冷え性体質「衣食住」に問題
日本人は、体質的に冷え性の人が多い。(漢方漫歩より)
現代っ子の低体温状態(36度以下)がよく話題になるが、「冷え」の状態は大人にも当てはまる。日本で漢方相談の現場に立ち会う機会も多いが、「冷え」は年齢・性別を問わず、常に訴えの上位にある。
日本人の冷え性体質は、衣食住の習慣からきているように思えてならない。食生活でも、肉、魚、野菜、いずれも生が大好き。生ものの摂りすぎは、体を冷やすが大丈夫だろうか。キュウリやトマトですらいためて食べる中国人から見ると、心配である。飲み物もまたしかり。冬でもレストランでは氷水が出るし、街には清涼飲料の自動販売機があふれている。

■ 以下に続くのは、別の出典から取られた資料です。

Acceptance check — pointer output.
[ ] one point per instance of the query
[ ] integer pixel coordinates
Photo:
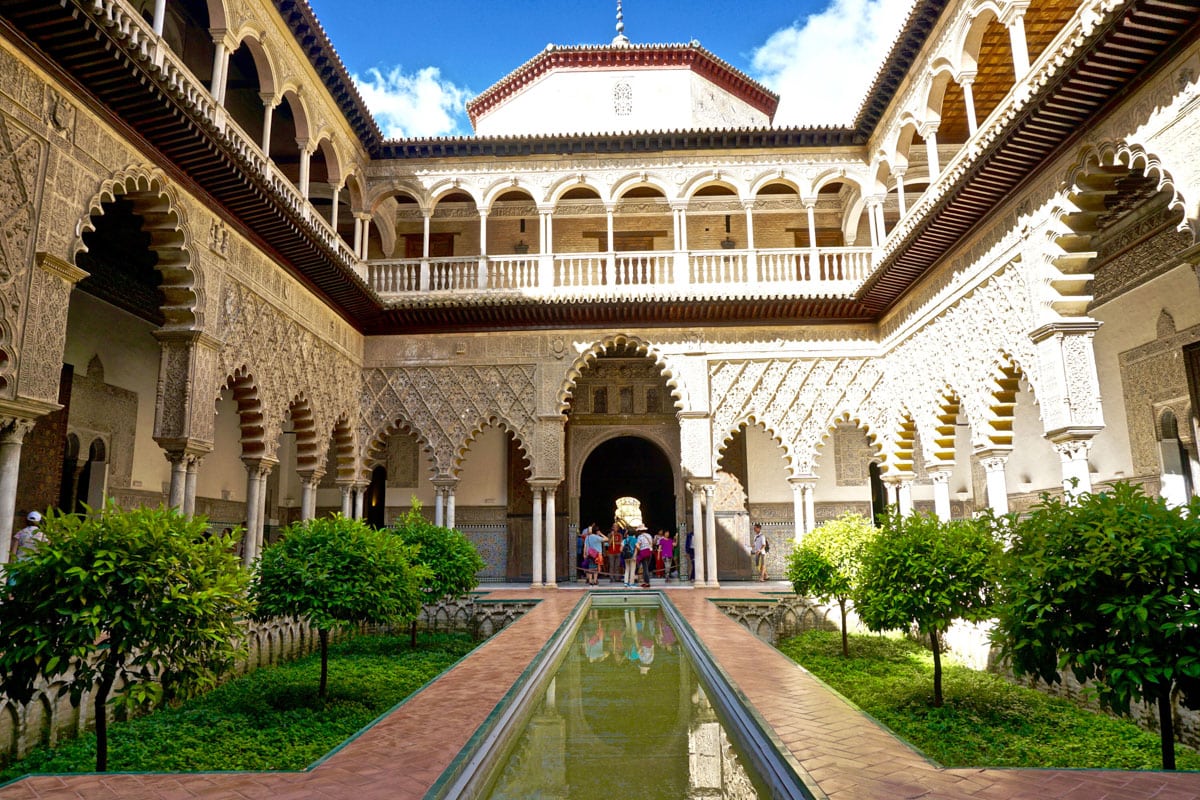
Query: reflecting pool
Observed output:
(623, 716)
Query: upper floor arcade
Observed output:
(777, 224)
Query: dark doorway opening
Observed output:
(376, 510)
(628, 467)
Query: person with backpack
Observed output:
(629, 557)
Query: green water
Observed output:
(624, 717)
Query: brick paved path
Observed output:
(847, 756)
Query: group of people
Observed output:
(635, 553)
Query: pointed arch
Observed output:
(171, 239)
(615, 341)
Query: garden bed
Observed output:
(985, 720)
(268, 720)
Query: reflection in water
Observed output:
(624, 716)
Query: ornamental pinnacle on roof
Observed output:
(621, 40)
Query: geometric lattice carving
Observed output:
(445, 407)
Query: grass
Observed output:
(268, 720)
(985, 721)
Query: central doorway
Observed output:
(628, 467)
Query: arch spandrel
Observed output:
(165, 217)
(589, 353)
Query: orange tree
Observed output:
(453, 561)
(1108, 585)
(337, 572)
(136, 606)
(924, 572)
(826, 563)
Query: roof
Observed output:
(625, 56)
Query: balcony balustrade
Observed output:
(805, 272)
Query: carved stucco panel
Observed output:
(447, 405)
(22, 156)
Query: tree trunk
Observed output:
(937, 668)
(1165, 726)
(323, 637)
(845, 638)
(100, 709)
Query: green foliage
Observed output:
(137, 603)
(922, 571)
(268, 720)
(827, 561)
(339, 572)
(985, 720)
(453, 561)
(927, 572)
(1108, 585)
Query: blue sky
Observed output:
(418, 62)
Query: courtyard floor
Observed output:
(846, 755)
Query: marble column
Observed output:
(994, 462)
(711, 536)
(537, 537)
(551, 575)
(12, 433)
(699, 567)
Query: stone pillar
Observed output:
(966, 80)
(359, 493)
(178, 459)
(993, 462)
(941, 479)
(257, 468)
(797, 509)
(193, 467)
(699, 566)
(1077, 476)
(537, 537)
(269, 103)
(711, 535)
(12, 433)
(220, 66)
(904, 495)
(929, 133)
(305, 167)
(1015, 23)
(551, 573)
(810, 506)
(160, 16)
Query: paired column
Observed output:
(941, 479)
(309, 482)
(12, 433)
(994, 462)
(258, 469)
(711, 535)
(699, 566)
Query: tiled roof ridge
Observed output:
(753, 91)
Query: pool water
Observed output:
(624, 716)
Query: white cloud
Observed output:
(414, 106)
(823, 65)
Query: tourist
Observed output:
(666, 549)
(629, 557)
(612, 563)
(593, 553)
(759, 551)
(645, 555)
(689, 547)
(29, 536)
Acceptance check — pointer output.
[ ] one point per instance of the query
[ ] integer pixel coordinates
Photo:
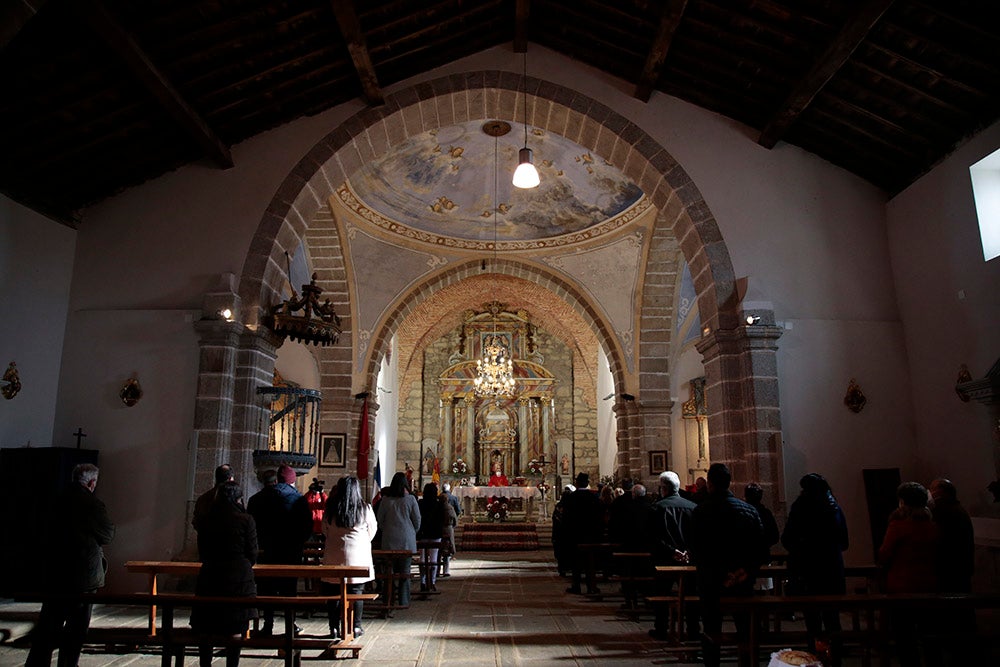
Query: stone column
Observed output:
(546, 408)
(470, 434)
(254, 368)
(523, 434)
(446, 416)
(741, 391)
(213, 413)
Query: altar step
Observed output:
(505, 536)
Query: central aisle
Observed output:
(508, 609)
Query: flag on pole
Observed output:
(363, 441)
(378, 474)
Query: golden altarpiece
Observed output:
(497, 433)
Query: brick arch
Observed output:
(435, 307)
(482, 95)
(684, 216)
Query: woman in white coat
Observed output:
(349, 525)
(399, 516)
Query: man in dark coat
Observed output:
(583, 525)
(670, 534)
(726, 548)
(224, 473)
(284, 522)
(956, 563)
(78, 567)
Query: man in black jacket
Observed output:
(670, 532)
(78, 566)
(583, 525)
(726, 545)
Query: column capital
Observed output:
(219, 332)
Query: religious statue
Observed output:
(498, 478)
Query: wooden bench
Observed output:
(874, 635)
(596, 555)
(681, 573)
(172, 640)
(387, 579)
(634, 571)
(154, 569)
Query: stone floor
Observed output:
(497, 609)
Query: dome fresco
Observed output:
(440, 183)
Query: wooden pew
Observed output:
(682, 575)
(153, 569)
(596, 556)
(383, 574)
(634, 571)
(873, 635)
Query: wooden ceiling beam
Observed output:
(121, 42)
(350, 28)
(673, 12)
(522, 11)
(14, 15)
(836, 54)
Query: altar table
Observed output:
(468, 494)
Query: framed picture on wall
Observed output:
(657, 461)
(331, 450)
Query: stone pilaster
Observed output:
(741, 391)
(254, 368)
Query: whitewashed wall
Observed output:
(36, 263)
(936, 253)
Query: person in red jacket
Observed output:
(909, 555)
(316, 499)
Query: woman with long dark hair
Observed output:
(227, 543)
(816, 537)
(432, 520)
(399, 517)
(349, 525)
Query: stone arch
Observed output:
(684, 216)
(372, 132)
(407, 304)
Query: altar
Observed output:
(473, 498)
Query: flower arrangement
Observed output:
(497, 509)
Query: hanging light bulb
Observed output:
(525, 176)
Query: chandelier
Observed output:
(495, 370)
(318, 324)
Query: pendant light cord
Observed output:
(496, 206)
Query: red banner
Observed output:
(363, 442)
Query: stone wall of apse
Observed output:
(574, 419)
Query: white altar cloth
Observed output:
(463, 492)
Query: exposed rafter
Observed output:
(823, 70)
(350, 28)
(121, 42)
(673, 12)
(522, 11)
(14, 15)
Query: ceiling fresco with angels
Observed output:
(440, 185)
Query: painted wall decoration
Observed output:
(440, 183)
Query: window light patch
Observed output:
(986, 191)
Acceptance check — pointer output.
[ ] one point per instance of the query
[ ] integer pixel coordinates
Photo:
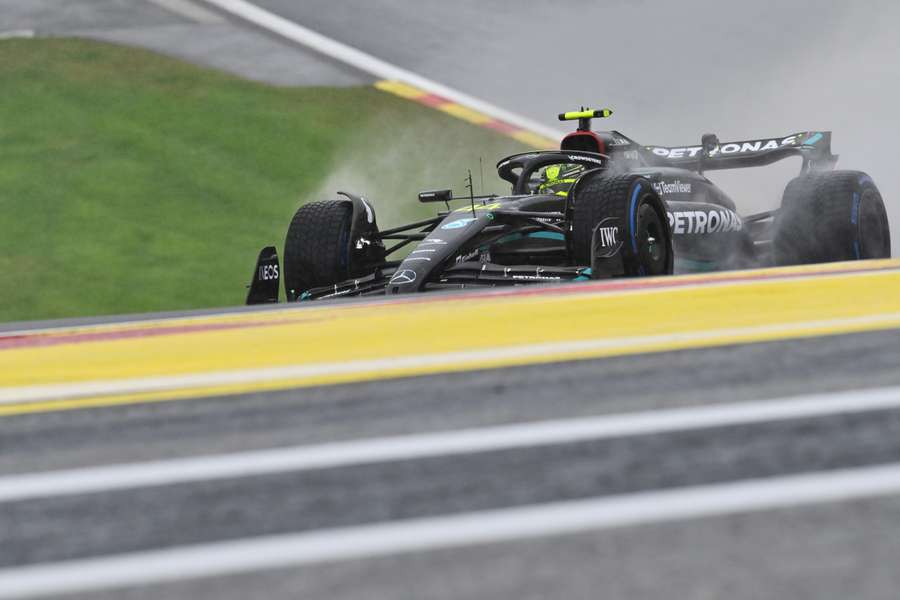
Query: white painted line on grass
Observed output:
(449, 443)
(370, 64)
(189, 10)
(551, 351)
(428, 534)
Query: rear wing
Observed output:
(813, 146)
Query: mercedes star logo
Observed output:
(404, 276)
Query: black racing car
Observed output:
(601, 206)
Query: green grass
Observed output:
(132, 182)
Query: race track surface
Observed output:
(522, 481)
(724, 436)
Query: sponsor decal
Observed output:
(577, 158)
(607, 237)
(403, 276)
(726, 149)
(675, 187)
(698, 222)
(535, 278)
(268, 272)
(491, 206)
(457, 224)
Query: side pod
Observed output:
(266, 278)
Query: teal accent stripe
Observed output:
(547, 235)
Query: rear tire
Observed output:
(630, 203)
(317, 246)
(830, 217)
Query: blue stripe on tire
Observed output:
(633, 213)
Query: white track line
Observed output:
(556, 350)
(466, 441)
(419, 535)
(370, 64)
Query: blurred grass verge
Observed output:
(132, 182)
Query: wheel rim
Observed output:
(653, 251)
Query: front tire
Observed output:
(830, 217)
(629, 208)
(317, 246)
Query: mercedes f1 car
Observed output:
(601, 206)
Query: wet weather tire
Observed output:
(829, 217)
(317, 246)
(629, 203)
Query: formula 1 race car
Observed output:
(601, 206)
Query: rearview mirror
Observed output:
(436, 196)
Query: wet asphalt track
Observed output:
(821, 551)
(833, 550)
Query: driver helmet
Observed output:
(558, 178)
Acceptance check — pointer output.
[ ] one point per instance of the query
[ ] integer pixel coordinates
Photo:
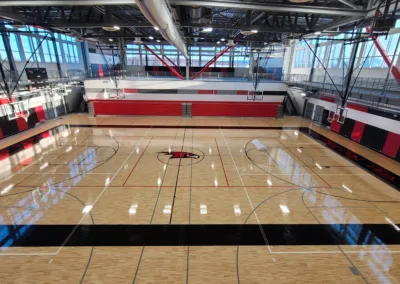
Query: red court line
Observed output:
(219, 154)
(184, 186)
(137, 162)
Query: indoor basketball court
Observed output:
(101, 200)
(186, 141)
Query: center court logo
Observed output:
(180, 158)
(180, 155)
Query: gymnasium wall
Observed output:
(166, 98)
(40, 109)
(379, 133)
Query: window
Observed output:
(334, 55)
(241, 61)
(60, 57)
(48, 51)
(30, 44)
(321, 56)
(3, 53)
(15, 47)
(71, 53)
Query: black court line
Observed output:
(199, 235)
(384, 174)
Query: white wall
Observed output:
(367, 118)
(96, 58)
(97, 90)
(185, 84)
(297, 99)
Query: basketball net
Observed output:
(24, 115)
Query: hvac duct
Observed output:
(158, 14)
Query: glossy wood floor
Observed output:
(71, 184)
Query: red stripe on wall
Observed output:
(392, 145)
(137, 108)
(234, 109)
(207, 92)
(126, 107)
(22, 125)
(40, 113)
(130, 91)
(357, 107)
(101, 73)
(46, 134)
(4, 101)
(4, 154)
(358, 131)
(328, 99)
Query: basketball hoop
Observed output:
(337, 113)
(24, 115)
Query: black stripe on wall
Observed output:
(374, 137)
(8, 127)
(198, 235)
(347, 128)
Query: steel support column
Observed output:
(10, 56)
(313, 61)
(165, 63)
(211, 62)
(53, 39)
(285, 8)
(173, 63)
(349, 74)
(395, 71)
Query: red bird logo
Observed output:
(180, 155)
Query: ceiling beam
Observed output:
(64, 2)
(260, 29)
(285, 8)
(91, 25)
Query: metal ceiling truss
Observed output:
(274, 20)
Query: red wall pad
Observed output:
(137, 108)
(357, 107)
(392, 145)
(335, 127)
(22, 125)
(234, 109)
(40, 113)
(358, 131)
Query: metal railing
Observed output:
(167, 75)
(52, 76)
(390, 85)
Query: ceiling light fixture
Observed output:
(346, 188)
(284, 209)
(87, 209)
(6, 189)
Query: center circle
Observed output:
(185, 156)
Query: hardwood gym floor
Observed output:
(174, 200)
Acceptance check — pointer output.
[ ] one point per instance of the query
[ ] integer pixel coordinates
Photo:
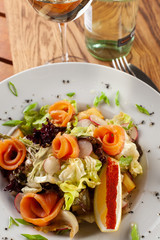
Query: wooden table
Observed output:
(34, 40)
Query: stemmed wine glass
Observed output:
(61, 11)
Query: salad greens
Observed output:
(75, 177)
(31, 118)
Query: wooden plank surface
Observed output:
(34, 40)
(6, 68)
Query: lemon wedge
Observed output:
(108, 197)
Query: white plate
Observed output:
(42, 85)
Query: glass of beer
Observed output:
(110, 28)
(61, 11)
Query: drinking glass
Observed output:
(110, 28)
(61, 11)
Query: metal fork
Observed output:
(123, 65)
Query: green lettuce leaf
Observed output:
(125, 162)
(83, 131)
(75, 175)
(120, 119)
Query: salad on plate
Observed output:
(66, 166)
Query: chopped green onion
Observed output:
(34, 237)
(12, 222)
(100, 99)
(134, 232)
(70, 94)
(130, 125)
(29, 107)
(142, 109)
(12, 123)
(3, 136)
(124, 162)
(22, 221)
(12, 88)
(62, 232)
(117, 99)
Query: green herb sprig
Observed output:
(117, 99)
(12, 88)
(134, 232)
(12, 222)
(70, 94)
(101, 98)
(142, 109)
(34, 237)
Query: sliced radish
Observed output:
(97, 120)
(124, 203)
(17, 201)
(85, 148)
(51, 165)
(84, 123)
(132, 132)
(67, 218)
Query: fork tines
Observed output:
(122, 64)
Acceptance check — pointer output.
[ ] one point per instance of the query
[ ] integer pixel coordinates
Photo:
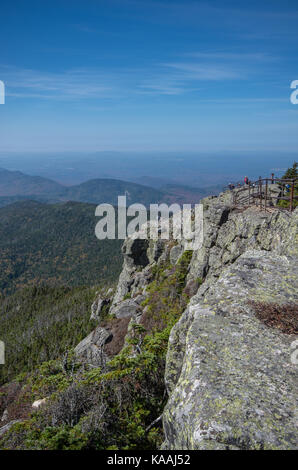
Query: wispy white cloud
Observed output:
(72, 84)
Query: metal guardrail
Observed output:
(258, 193)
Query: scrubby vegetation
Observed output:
(116, 406)
(283, 317)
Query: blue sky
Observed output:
(148, 75)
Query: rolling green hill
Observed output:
(54, 243)
(15, 185)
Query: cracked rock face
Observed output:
(230, 379)
(90, 349)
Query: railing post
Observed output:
(292, 195)
(260, 191)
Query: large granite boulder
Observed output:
(91, 349)
(230, 378)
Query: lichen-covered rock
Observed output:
(126, 308)
(97, 306)
(90, 349)
(230, 379)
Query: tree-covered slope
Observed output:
(54, 243)
(40, 323)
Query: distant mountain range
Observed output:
(15, 186)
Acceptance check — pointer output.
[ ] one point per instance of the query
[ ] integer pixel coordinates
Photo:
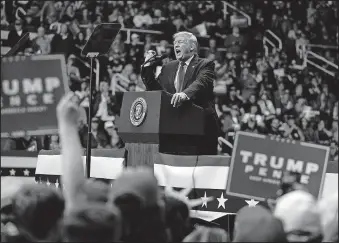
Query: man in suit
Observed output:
(189, 78)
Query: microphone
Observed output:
(155, 59)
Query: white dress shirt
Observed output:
(185, 68)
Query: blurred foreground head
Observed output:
(207, 234)
(328, 208)
(37, 210)
(257, 224)
(96, 191)
(94, 222)
(300, 216)
(177, 218)
(135, 192)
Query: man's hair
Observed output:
(37, 210)
(92, 222)
(190, 37)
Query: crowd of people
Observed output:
(135, 208)
(269, 93)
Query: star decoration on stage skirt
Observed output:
(214, 200)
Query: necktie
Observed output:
(181, 76)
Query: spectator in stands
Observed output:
(323, 135)
(80, 40)
(73, 73)
(266, 106)
(275, 129)
(63, 43)
(333, 151)
(235, 42)
(308, 131)
(42, 43)
(16, 34)
(219, 31)
(142, 19)
(83, 95)
(212, 49)
(293, 131)
(248, 83)
(85, 18)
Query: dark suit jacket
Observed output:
(198, 86)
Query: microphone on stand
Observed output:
(155, 59)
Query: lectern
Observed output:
(149, 124)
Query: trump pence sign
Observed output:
(258, 163)
(31, 88)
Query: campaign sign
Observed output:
(31, 88)
(258, 163)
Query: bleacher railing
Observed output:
(320, 63)
(271, 40)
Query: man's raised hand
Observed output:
(68, 110)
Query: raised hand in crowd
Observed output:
(73, 170)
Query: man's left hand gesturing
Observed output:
(178, 99)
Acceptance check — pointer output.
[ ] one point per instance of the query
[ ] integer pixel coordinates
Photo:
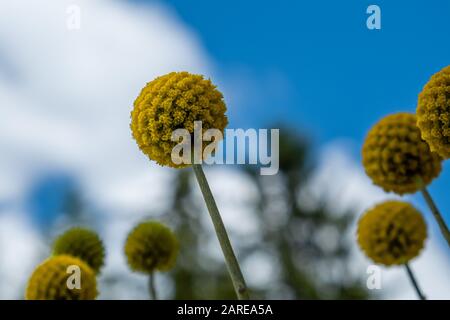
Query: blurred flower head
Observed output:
(151, 246)
(433, 112)
(49, 280)
(170, 102)
(81, 243)
(396, 158)
(392, 233)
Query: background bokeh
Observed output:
(314, 70)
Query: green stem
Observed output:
(230, 258)
(151, 286)
(437, 215)
(414, 282)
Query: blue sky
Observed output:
(318, 67)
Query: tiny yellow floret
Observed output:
(396, 158)
(392, 233)
(50, 280)
(433, 113)
(81, 243)
(151, 246)
(170, 102)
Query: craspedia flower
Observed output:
(170, 102)
(151, 246)
(395, 157)
(433, 113)
(49, 280)
(392, 233)
(81, 243)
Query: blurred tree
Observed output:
(305, 243)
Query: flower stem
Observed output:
(437, 215)
(151, 286)
(230, 258)
(414, 282)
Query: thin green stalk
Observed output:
(230, 258)
(437, 215)
(151, 286)
(414, 282)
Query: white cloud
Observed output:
(65, 101)
(346, 186)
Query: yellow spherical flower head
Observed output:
(396, 158)
(50, 280)
(81, 243)
(170, 102)
(392, 233)
(151, 246)
(433, 112)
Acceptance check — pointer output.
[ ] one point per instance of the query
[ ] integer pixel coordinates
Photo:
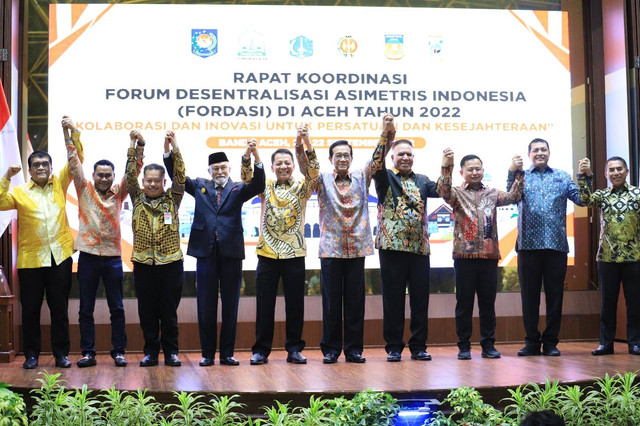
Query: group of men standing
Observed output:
(45, 246)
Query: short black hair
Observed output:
(400, 142)
(338, 143)
(280, 151)
(469, 158)
(151, 167)
(537, 140)
(616, 158)
(39, 154)
(104, 163)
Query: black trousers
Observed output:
(399, 270)
(476, 276)
(55, 282)
(218, 273)
(610, 275)
(535, 268)
(342, 282)
(159, 288)
(268, 274)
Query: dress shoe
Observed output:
(421, 356)
(490, 352)
(296, 357)
(30, 363)
(550, 351)
(394, 356)
(88, 360)
(149, 361)
(229, 360)
(120, 360)
(206, 362)
(62, 361)
(464, 354)
(259, 359)
(330, 358)
(529, 351)
(603, 350)
(356, 358)
(172, 360)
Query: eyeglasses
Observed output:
(43, 164)
(217, 169)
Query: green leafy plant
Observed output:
(190, 410)
(366, 408)
(141, 409)
(468, 408)
(316, 414)
(50, 400)
(13, 410)
(224, 411)
(81, 409)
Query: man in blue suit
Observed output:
(217, 242)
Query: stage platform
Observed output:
(260, 385)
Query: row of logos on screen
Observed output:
(252, 45)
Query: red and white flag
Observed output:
(9, 153)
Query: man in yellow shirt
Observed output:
(45, 246)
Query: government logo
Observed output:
(301, 47)
(394, 46)
(204, 43)
(347, 46)
(436, 47)
(251, 45)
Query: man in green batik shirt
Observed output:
(619, 251)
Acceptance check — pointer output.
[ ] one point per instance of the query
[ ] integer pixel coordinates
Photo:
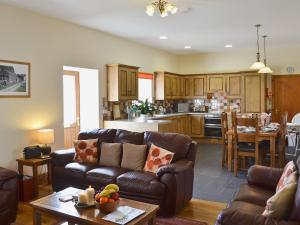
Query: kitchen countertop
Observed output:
(159, 116)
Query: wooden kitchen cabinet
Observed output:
(122, 82)
(215, 83)
(254, 97)
(167, 86)
(183, 125)
(197, 126)
(234, 85)
(198, 87)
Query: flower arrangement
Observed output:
(144, 107)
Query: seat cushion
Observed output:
(143, 183)
(177, 143)
(246, 207)
(77, 170)
(102, 176)
(253, 194)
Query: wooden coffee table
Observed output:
(66, 211)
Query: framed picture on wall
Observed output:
(14, 79)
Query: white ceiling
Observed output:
(206, 25)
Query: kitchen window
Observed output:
(145, 86)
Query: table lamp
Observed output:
(45, 136)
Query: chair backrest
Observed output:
(249, 122)
(224, 128)
(296, 119)
(282, 134)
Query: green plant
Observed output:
(144, 107)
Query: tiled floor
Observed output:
(211, 181)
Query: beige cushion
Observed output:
(134, 156)
(110, 154)
(157, 157)
(280, 204)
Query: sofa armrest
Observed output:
(62, 157)
(177, 167)
(235, 217)
(264, 176)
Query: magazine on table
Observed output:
(123, 215)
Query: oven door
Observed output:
(213, 131)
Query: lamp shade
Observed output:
(45, 136)
(265, 70)
(257, 65)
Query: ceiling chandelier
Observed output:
(258, 64)
(163, 6)
(265, 69)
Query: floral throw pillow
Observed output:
(86, 151)
(157, 157)
(288, 170)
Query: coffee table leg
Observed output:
(37, 217)
(152, 221)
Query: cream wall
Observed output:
(233, 60)
(49, 44)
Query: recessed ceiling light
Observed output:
(163, 37)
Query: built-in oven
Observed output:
(212, 126)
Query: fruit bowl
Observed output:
(107, 207)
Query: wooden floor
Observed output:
(205, 211)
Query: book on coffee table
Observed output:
(123, 215)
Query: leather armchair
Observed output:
(8, 196)
(248, 204)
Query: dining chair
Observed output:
(245, 145)
(224, 121)
(280, 147)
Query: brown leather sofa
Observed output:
(249, 202)
(8, 196)
(171, 187)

中国には「久而増気」という言葉がある。一つのものを長く食べ続けると、その気が増えるという古人の教えであり、今でも食生活に生きている。熱いものをたくさん、しかも長く摂り続けると陽気(体を温めるエネルギー源)が増え、冷たいものの摂りすぎは、逆に陽気をそこなう。ふろ上がりのビールも、ほどほどが大切である。
服装の面でいえば、冬でもミニスカートで頑張る女性が目立つ。冬は寒冷の刺激が強く、陽気の消耗も激しい。おしゃれ感覚を楽しむのもいいが、衣服によって陽気を守る工夫もなくてはならない。 日本には日本の生活習慣があり、それをとやかく言うつもりはないが、冷え性体質の人は衣食住にもう少し配慮があってもよいのでは。